To employ nanoparticles in biomedical applications such as drug or gene delivery, it is mandatory to determine their subcellular location after uptake. A common approach relies on using fluorescent or fluorescence-marked particles in combination with staining the candidate organelles, after which the system is studied by fluorescence imaging and subsequent co-localization analysis. This powerful concept has provided many highly relevant results, like the clarification of viral uptake mechanisms^1,2 or the characterisation of a variety of potential nanoparticle systems for drug delivery and photodynamic therapy.^3–5 However, the technique experiences also several limitations. One of these arises in a typical scenario, where the two fluorescence channels have to be detected with the same sensor, thus requiring sequential sampling of the two images for each channel and subsequent data analysis. In this case, the measured spatial correlation can be disturbed by the motion of the nanoparticles and vesicles during the single image data acquisition time. Object based colocalization methods have been established which relate spatially the structures in both channels after a segmentation step. Prominent methods from this field include Voronoi tessellation,⁶ trajectory correlation⁷ and overlap analysis.⁸ More recently, methods from spatial statistics found their way into this field, with the best known example being the bivariate version of Ripley's K-function.^9,10 Further numerical instruments such as the pair correlation function¹¹ (PCF), the estimation of interaction probabilities based on point patterns^10,12,13 or the nearest neighbour function (NNF)⁸ have also been successfully applied to co-localization problems.
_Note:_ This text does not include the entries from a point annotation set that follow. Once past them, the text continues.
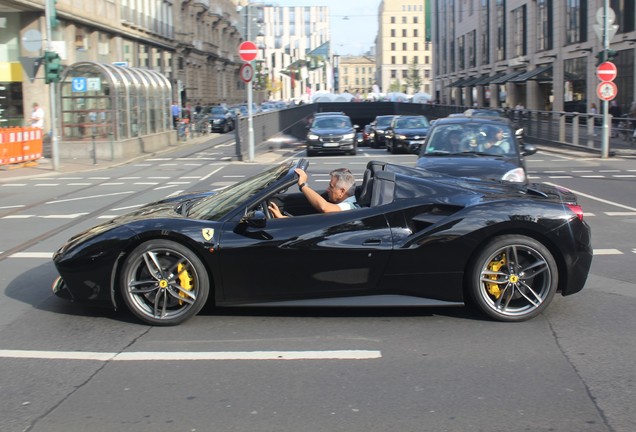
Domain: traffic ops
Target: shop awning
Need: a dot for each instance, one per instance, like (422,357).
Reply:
(470,81)
(534,74)
(487,79)
(458,83)
(506,77)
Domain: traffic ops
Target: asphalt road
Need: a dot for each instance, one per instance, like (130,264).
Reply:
(69,368)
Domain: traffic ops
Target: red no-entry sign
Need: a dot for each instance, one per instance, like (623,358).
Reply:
(248,51)
(606,71)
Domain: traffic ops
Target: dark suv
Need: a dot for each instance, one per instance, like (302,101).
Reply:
(331,133)
(480,147)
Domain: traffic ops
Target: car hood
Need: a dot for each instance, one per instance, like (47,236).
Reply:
(331,131)
(412,132)
(479,167)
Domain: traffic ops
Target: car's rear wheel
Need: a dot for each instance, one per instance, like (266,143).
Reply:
(164,283)
(513,278)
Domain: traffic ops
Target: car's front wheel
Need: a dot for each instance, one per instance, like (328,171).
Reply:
(164,283)
(513,278)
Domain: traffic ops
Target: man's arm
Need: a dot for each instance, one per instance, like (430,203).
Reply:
(314,198)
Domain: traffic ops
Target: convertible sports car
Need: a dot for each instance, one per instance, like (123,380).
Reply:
(418,238)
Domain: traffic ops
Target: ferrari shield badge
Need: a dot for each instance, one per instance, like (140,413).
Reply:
(207,233)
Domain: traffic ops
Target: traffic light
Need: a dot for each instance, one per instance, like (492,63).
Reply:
(606,55)
(52,67)
(600,57)
(52,13)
In some cases, however, these powerful methods also experience limitations, in particular for vesicles that move significantly on the time scale set by the microscopy scans and regarding the spatial resolution limits by conventional confocal microscopy.
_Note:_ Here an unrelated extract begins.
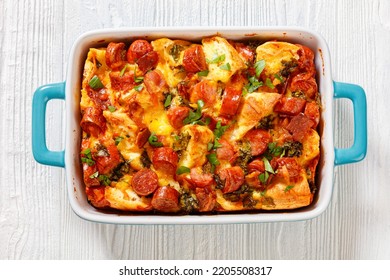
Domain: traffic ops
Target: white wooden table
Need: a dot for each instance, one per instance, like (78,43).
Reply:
(36,221)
In the present work, we show that these problems can be reduced or avoided altogether, respectively, by a combination of super-resolution microscopy, here in the form of Airy scanning fluorescence microscopy, with a subsequent spatial statistics analysis which we denote by SMSS in the following. Airy scanning microscopy yields a higher resolution and superior signal-to-noise ratio compared to conventional confocal imaging, as required for vesicles with sizes below ≈500 nm. We apply the PCF and the NNF to the measured data and create envelopes representing 95%-confidence intervals. They are based on Monte-Carlo-simulations of complete spatial randomness (CSR) and a model for transport with heavily tailed jump distances. It is shown that these envelopes are of relevance for hypothesis testing and for proving consistency of the measured data with an underlying assumption.^14,15

As a topical model system, MCF-7 cells incubated with ultra-small carbon nanodots (CNDs) are used. Even though the family of CNDs is relatively diverse,¹⁶ common features such as good solubility in water,^17,18 low toxicity^19,20 and accessible functionalization protocols^21,22 put them in the focus for biomedical applications. Proof of principle experiments for drug delivery,^23–25 photosensitizing,^26,27 deep tissue imaging^28,29 and intracellular sensing^18,29 have been reported. Their intracellular storage in different target organelles depends on the composition, surface functional groups and periphery of the particle.³⁰ While several groups have identified the vesicles of the endolysosomal system as primary location,^31,32 they appear to be stored in the Golgi apparatus,³³ mitochondria³⁴ or in the nuclei³⁵ in other experiments. We have designed a study of the colocalization of CNDs with lysosomes. The computed statistical functions are compared with model envelopes and are discussed in the context of a positive control (double labelled lysosomes) and a negative control (labelled lysosomes and Golgi apparatus).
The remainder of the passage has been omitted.